In the episode I settled in to watch, Bob was painting a pair of purple mountains in the background with a river snaking its way in front. The water reflected the mountains in reverse and there were trees jutting up all along the riverbank. The serene scene, along with Bob’s mellow voice, made me nestle deeper into the sofa under a blanket.
I found out later that Bob enjoyed painting landscapes which included mountains because of the decades he had spent staring at snowy peaks. Though he was born in Florida, Bob spent 20 years in the Air Force most of which was served in Alaska. It’s comical to think of soft-spoken Bob Ross as a sergeant, barking orders to men in his division as they scrubbed the latrine and re-made their beds. He said that once he left the military, he never wanted to scream at people again.
Besides his afro and painting style, Bob Ross was known for his chatter during the episodes. One of his most famous quotes goes something like, “We don’t make mistakes. We just have happy accidents.” But there are other Bob Ross quotes I find even more profound:
“Go out on a limb—that’s where the fruit is.”

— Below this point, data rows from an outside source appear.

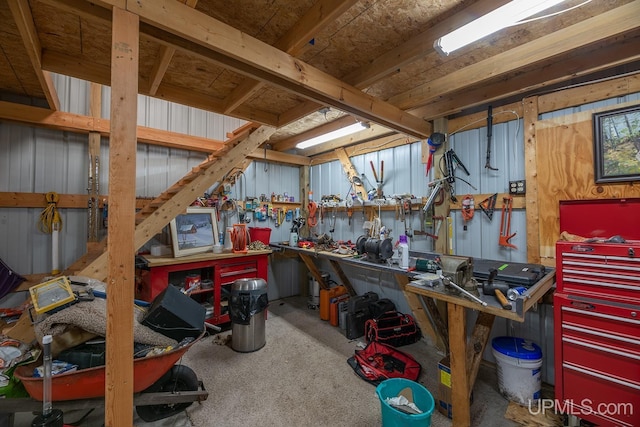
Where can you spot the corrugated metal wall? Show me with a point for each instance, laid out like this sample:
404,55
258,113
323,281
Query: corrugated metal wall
41,160
404,173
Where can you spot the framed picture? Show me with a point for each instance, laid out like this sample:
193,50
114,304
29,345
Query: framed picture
616,140
194,232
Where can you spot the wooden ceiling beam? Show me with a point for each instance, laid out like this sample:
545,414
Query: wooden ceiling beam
586,62
417,47
24,21
373,132
394,59
59,120
389,141
86,69
278,157
164,58
293,43
606,25
290,143
250,56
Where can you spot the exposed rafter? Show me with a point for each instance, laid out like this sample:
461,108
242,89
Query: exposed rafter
293,42
164,58
24,21
607,25
248,56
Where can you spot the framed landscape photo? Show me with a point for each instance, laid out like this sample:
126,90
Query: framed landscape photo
194,231
616,140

“You need the dark in order to show the light.”
“In nature, dead trees are just as normal as live trees.”
Critics might categorize his 30,000+ paintings as nothing more than “hotel art,” but you can’t deny his appeal. When he stepped up to a blank canvas and showed all of the possibilities available to someone with a palette of colors with exotic names like Prussian Blue, Sap Green, Cadmium Yellow, Midnight Black, Dark Sienna, and Van Dyke Brown, and then you watched him make quick crisscross motions which materialized into sky and long, slender lines which became tree branches, it’s hard not to be impressed. By the time the 30-minute episode was over, Bob had created something unique. He had taken a scene from his imagination with bits thrown in from memory, and then those of us watching from home could see on the screen what he had formally only seen inside his mind.
Speaking as someone who isn’t particularly gifted in the painting department, I connect to Bob Ross and his statements about creating art in a non-paintbrush-related way. I see the title of his television program as a call to change our outlook on life. I’m never going to be the host of The Joy of Painting, but, with the right attitude, I could be the star of my own show with names like The Joy of Emptying the Dishwasher or The Joy of Rolling the Trashcans Down the Driveway. I can and should find joy in what I do today and tomorrow and the next day. It’s like Bob said, “Isn’t it fantastic that you can change your mind and create all these happy things?”